I swear, I have not cried this much since taking Applied Statistics 😭😭😭!! Aside from my poetry workshop professor being totally useless and providing no guidance, my Shakespeare teacher is just as bad, if not worse. She gave me an F on my final project rough draft! No, I did not earn an F; it was freely (and probably gleefully) given. Unless people are dying or I’m drowning in untreated depression, I do not get Fs. The only non-A grade I’ve earned is a C+ in statistics. I’m giving a breakdown, so if you don’t want to read a lot of whining, I suggest skipping this post.
Contradiction One
This assignment is a partial rough draft of my final paper. Partial, as in not complete, because we are just starting week 6 and this was week 5’s assignment and there are 8 weeks per term. Okay, so the entire final paper is supposed to be four to eight pages including the References page, which is a page by itself. I submitted three written pages and one References page, so that is four pages for a partial rough draft. I get zero points in the spelling and grammar section because my four pages include the References page. That is my only zero on this assignment. There is no paper-length grading section, so she just stuck the zero in spelling and grammar, which is a travesty in itself because I am a spelling and grammar Nazi.

Contradiction Two

As seen in the announcement above, there is no need to summarize the play and provide an overview of the plot. Okie-dokie. I don’t feel it is necessary, so I leave out the plot and go on to briefly describe the context within Elizabethan culture.

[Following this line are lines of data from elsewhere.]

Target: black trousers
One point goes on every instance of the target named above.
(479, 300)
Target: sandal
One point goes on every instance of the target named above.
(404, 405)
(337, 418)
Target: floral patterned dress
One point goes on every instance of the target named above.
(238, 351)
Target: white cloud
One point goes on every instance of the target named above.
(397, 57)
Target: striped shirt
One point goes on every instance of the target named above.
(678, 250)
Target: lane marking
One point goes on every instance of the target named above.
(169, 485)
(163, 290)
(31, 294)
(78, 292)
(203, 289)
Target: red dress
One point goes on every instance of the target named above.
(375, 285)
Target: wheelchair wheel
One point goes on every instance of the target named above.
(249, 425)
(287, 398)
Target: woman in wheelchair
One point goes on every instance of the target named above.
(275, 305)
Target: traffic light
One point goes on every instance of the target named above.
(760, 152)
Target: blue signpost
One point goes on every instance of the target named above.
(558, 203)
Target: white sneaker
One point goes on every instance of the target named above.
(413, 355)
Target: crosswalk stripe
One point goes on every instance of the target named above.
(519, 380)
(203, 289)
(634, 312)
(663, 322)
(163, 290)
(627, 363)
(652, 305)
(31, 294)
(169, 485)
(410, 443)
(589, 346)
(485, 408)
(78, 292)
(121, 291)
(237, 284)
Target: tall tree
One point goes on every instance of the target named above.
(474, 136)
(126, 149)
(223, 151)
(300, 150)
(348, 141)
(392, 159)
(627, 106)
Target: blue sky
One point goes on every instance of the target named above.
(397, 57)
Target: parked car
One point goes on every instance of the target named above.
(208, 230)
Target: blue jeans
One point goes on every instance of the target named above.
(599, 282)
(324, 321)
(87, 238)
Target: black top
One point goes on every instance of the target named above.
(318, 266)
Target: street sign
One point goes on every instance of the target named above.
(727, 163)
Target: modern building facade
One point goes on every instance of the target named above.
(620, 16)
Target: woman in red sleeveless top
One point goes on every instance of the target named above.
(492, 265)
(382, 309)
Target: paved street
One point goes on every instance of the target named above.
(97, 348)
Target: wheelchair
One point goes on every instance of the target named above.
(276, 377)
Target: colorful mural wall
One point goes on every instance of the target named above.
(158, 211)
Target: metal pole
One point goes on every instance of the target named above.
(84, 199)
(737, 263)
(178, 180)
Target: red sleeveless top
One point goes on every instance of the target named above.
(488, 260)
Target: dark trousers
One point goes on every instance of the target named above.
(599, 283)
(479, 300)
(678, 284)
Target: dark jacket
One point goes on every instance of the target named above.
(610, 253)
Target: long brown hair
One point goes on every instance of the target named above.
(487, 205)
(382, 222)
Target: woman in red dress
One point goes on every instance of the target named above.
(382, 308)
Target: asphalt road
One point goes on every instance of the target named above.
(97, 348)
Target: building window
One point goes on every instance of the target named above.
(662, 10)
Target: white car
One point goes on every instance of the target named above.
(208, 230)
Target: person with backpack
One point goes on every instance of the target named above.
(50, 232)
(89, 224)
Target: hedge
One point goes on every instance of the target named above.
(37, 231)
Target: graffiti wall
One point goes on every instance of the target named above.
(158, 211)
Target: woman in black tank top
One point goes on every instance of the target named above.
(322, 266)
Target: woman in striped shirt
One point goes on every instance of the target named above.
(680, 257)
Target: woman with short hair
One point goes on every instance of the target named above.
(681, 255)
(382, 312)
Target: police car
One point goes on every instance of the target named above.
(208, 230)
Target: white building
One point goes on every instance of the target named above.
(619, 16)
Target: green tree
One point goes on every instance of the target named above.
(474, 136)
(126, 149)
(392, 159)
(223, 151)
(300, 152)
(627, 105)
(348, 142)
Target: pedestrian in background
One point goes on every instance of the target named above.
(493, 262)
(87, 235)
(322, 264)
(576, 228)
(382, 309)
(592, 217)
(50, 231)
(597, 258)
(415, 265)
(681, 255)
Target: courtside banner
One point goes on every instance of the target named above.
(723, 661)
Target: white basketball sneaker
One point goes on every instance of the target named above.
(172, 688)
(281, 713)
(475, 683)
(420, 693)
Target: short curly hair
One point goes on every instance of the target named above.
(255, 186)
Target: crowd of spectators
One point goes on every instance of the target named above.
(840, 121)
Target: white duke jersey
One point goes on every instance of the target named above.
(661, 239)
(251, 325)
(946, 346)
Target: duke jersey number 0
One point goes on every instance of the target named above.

And I get the grading score below 👇👇.

Contradiction Three
As a general rule, I do not like using quotes in my papers because that makes the school’s TurnItIn anti-plagiarism program’s score higher and a lot of teachers won’t even audit the program to see if it is capturing properly cited and quoted texts (quotes) and flagging them as plagiarism. I would rather write it in my own words and include the references on the References page, as one’s supposed to do even with paraphrasing or rephrasing. So, I did the latter, per usual, for my thematic summary and got positive feedback with this comment:

Since I can follow directions and take feedback well, I added direct quotes and in-text citations in my partial rough draft. Same approved scholarly resources, but I pulled some quotes from a couple of them and cited them. I am now told to not use “long quotes” (it was bullet points) and instead “use [my] own voice” and also not end on quotes but my own voice; you know, like I was doing before. Just…whatever.
Since she has pissed me off, and I can be petty, I included a quote from her announcement about not needing to summarize the play (in-text citation and including her in the references) and am doing a play-by-play of The Taming of the Shrew and the movie 10 Things I Hate About You since I am so “vague.” I go through the rubric point by point to make sure I cover everything, and I have taken 300-level classes before and aced them, so I do not believe I am missing something.